One Hundred Miracles
By Zuzana Růžičková (with Wendy Holden)
Bloomsbury, 368pp, £18.99/$25
Holocaust survivor stories follow a regrettably (in every sense) familiar pattern, so you tend to know what’s coming next. And it’s not usually a comfort read. But these are stories that demand persistent telling, if only to remind us of how fragile our collective claim to civilised society can be.
And though One Hundred Miracles may not, as literature, rank high among the landmarks of the genre, it’s a worthwhile addition for anybody interested in music because it tells the story of the camps through the experience of a woman who survived them to become a world-class keyboard player.
Zuzana Růžičková, who died two years ago at the age of 90, was a Czech harpsichordist who took up the instrument in times when it was still an exotic pursuit; there were many people in many parts of the world who barely knew what it was, except as a museum piece.
A natural successor to Wanda Landowska who, in the first half of the 20th century, pioneered a somewhat romanticised rediscovery of what the harpsichord could do, Růžičková took a similarly free-spirited approach to its repertoire that was maybe old-fashioned by comparison with the “historically informed” expertise that rules in concert halls today.
But she was not without significance – especially in Eastern Europe, where she was confined by politics for much of her performing life. And she won universal recognition as the first to record the entire harpsichord output of JS Bach – an achievement that fed through to generations of younger players, including the charismatic Mahan Esfahani, who went out to Prague to study with her and absorbed some measure of her maverick, anti-“historical” outlook. All of which is a fine and happy tale.
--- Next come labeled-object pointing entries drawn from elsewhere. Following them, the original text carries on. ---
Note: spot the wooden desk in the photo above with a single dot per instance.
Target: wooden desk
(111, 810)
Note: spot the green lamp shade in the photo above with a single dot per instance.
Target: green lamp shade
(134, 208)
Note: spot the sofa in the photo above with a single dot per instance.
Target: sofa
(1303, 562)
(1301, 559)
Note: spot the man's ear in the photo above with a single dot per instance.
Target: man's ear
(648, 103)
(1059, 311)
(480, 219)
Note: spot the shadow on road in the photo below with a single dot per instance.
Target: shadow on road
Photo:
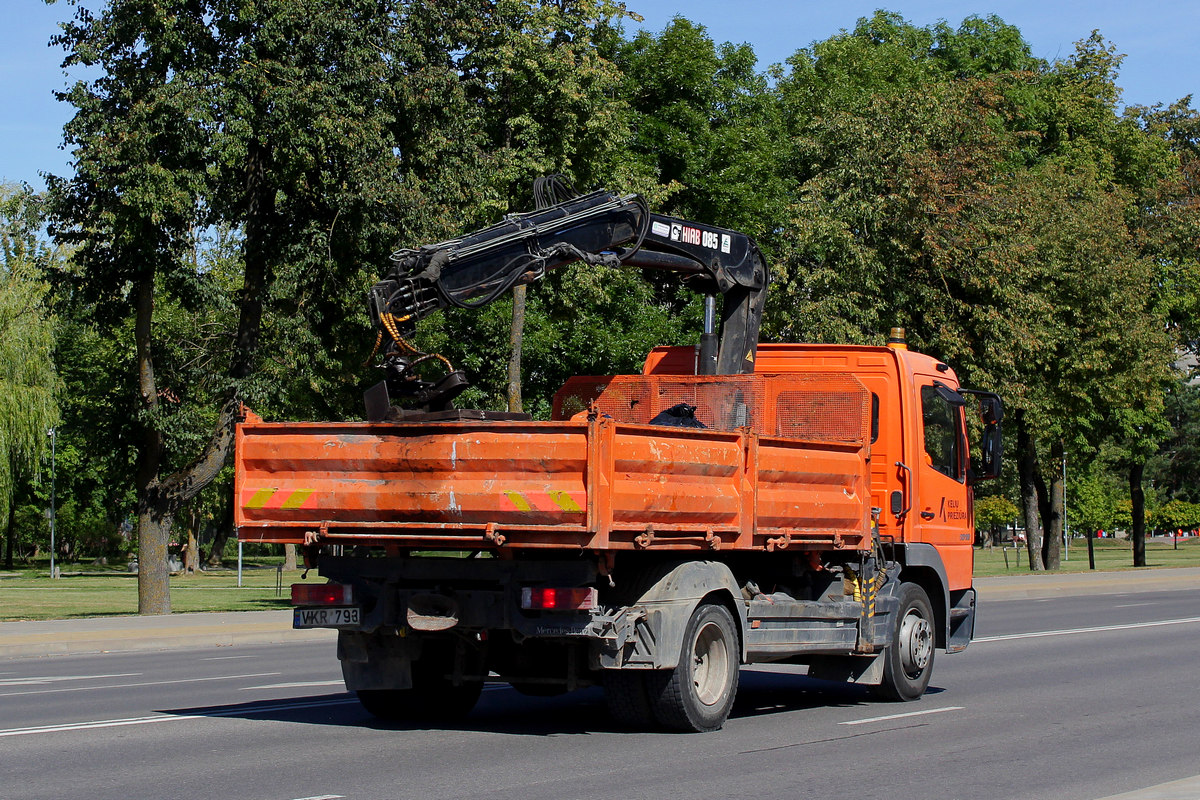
(502, 709)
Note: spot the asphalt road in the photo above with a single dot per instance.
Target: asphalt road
(1069, 698)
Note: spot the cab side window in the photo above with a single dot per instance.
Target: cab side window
(941, 433)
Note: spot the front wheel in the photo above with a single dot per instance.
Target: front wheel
(699, 693)
(909, 660)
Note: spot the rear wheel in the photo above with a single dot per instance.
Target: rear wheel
(909, 660)
(699, 693)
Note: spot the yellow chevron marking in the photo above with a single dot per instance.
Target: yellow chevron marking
(297, 499)
(519, 500)
(259, 498)
(564, 501)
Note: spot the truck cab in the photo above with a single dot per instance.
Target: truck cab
(921, 477)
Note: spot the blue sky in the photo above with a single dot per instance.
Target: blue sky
(1158, 38)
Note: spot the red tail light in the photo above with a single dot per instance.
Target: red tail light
(322, 594)
(553, 599)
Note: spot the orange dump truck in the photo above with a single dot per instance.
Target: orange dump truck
(657, 534)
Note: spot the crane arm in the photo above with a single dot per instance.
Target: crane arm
(600, 228)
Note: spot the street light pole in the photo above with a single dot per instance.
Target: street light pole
(54, 438)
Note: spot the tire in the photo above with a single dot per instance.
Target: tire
(909, 660)
(699, 693)
(624, 693)
(433, 696)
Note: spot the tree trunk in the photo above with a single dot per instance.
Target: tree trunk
(515, 340)
(10, 537)
(1054, 518)
(159, 500)
(1138, 499)
(154, 573)
(225, 528)
(154, 524)
(1027, 465)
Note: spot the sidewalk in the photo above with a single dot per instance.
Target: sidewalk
(175, 631)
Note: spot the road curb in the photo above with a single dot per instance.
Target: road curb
(1065, 584)
(227, 629)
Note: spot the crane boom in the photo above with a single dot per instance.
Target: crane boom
(601, 228)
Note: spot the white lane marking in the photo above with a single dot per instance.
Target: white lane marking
(41, 680)
(901, 716)
(298, 685)
(149, 683)
(168, 717)
(1098, 629)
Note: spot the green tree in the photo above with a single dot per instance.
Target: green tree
(262, 116)
(994, 512)
(28, 380)
(994, 205)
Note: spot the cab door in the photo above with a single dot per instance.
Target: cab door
(942, 512)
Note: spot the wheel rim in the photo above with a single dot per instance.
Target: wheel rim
(711, 665)
(916, 643)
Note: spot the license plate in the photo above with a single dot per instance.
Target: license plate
(333, 617)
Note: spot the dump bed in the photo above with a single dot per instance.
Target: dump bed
(781, 463)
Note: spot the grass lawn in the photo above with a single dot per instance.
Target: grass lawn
(96, 591)
(1110, 554)
(102, 591)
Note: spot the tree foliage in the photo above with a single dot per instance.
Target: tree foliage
(28, 380)
(243, 168)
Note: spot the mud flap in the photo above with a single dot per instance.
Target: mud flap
(373, 661)
(850, 669)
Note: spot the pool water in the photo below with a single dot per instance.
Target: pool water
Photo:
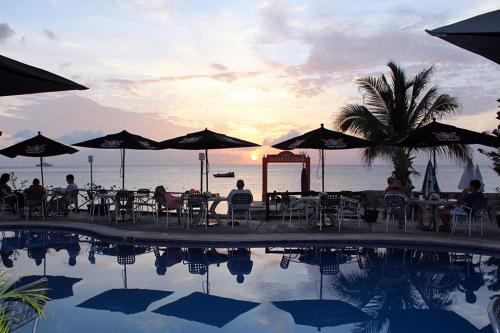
(98, 286)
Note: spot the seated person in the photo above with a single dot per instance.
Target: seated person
(36, 188)
(395, 187)
(14, 199)
(240, 184)
(169, 201)
(62, 196)
(469, 199)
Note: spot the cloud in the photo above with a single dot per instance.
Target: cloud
(218, 66)
(23, 135)
(6, 32)
(49, 34)
(289, 135)
(79, 136)
(227, 77)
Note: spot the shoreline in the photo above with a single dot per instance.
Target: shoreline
(410, 239)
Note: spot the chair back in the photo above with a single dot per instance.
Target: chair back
(330, 200)
(241, 200)
(33, 198)
(124, 199)
(197, 200)
(395, 200)
(73, 196)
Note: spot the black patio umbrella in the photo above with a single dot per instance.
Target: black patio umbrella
(479, 34)
(437, 134)
(59, 287)
(128, 301)
(122, 140)
(322, 313)
(205, 140)
(207, 309)
(38, 146)
(412, 320)
(125, 300)
(323, 139)
(17, 78)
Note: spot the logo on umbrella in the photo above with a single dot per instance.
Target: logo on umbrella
(296, 144)
(332, 143)
(190, 140)
(35, 149)
(145, 144)
(446, 136)
(111, 144)
(231, 140)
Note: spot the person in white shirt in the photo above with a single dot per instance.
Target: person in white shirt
(240, 184)
(64, 194)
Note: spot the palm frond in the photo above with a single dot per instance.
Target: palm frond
(419, 83)
(356, 119)
(443, 105)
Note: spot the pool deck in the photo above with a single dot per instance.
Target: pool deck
(262, 233)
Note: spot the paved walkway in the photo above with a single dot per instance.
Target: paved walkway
(268, 233)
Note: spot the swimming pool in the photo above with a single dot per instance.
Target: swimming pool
(99, 286)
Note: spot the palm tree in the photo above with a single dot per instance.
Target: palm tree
(32, 295)
(396, 106)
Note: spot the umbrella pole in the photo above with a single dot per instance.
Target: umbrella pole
(201, 176)
(206, 167)
(322, 170)
(123, 167)
(41, 168)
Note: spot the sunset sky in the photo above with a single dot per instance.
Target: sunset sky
(259, 71)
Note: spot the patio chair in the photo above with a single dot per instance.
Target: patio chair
(395, 203)
(124, 203)
(329, 203)
(471, 215)
(163, 206)
(145, 200)
(241, 202)
(97, 203)
(196, 203)
(290, 206)
(34, 201)
(351, 208)
(10, 200)
(73, 201)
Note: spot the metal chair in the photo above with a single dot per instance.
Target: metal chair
(34, 201)
(290, 206)
(124, 203)
(471, 214)
(12, 201)
(241, 202)
(329, 203)
(196, 203)
(145, 200)
(395, 203)
(162, 206)
(350, 208)
(97, 202)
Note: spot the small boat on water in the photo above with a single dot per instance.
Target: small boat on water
(227, 175)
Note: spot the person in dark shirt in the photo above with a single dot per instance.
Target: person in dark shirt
(468, 200)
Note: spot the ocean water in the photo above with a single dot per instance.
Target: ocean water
(98, 286)
(280, 177)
But behind it lay the fact that at the age of 13, Růžičková and her family were herded by the Nazis into concentration camps. As Czech Jews, their first destination was Terezín (also known as Theresienstadt), the “model” camp presented to the world as Hitler’s benevolent gift to Judaism and a place where, after a fashion, music and the arts flourished (at least when cameras were around), thanks to the large numbers of educated, literate inmates who were “invited” –such was the terminology – to go there.
They weren’t only Jews: many homosexuals were forced on to the “invitation” list. And one of the most moving moments in the book – which is a first-person narrative pieced together from Růžičková’s talks and writings by the author Wendy Holden – is an account of Fredy Hirsch, a gay man in Terezín (and later Auschwitz) who organised a makeshift school for the child inmates and who was, for Růžičková, “the spirit of morality in these camps. It was Fredy who taught us not to lie, cheat or steal in a place where people could be killed for a piece of bread or ladleful of soup … He was an ideological figure who kept us in another world, separate from the horror, a place where humanity and decency were still important.”
No less important, Fredy Hirsch kept her alive as she too passed from Terezín to Auschwitz and then Bergen-Belsen – he was practical as well as inspirational.
But music played a part too – in particular a sarabande by Bach that Růžičková played repeatedly in her mind like a talisman as the horrors unfolded. “It didn’t weigh anything and the Nazis didn’t even know it was there. They couldn’t steal it from me and it was mine alone”.
After the war, when she returned to Prague to study music, Bach became the centre of her life. But life in Czechoslovakia under the Soviets proved only marginally better than in Terezín under the SS.
As the narrative of this book cuts back and forth between the respective miseries of the two regimes, the reader can only wonder at the fighting spirit of this harpsichordist (not a calling you might think especially heroic) as she struggles with what she describes as “a shy faith”. “I am a typical Jew,” she says, “always asking my God questions like ‘Why this? Why does it have to be like this?’ ” And it’s interesting that the closest she gets to an answer comes not from Judaism but from Bach the Lutheran. “God is everywhere with him,” she says. “With Bach there is always solace. He gives us something eternal that surmounts being human. He gives us grace.”
And for Růžičková, it’s the grace to see her past not as a nightmare but as the one hundred miracles that give the book its name. “Bach’s music,” she declares with an unchallengeable wisdom, “is order in chaos. It is beauty in ugliness. I have seen enough of both in my life to know what I’m talking about.”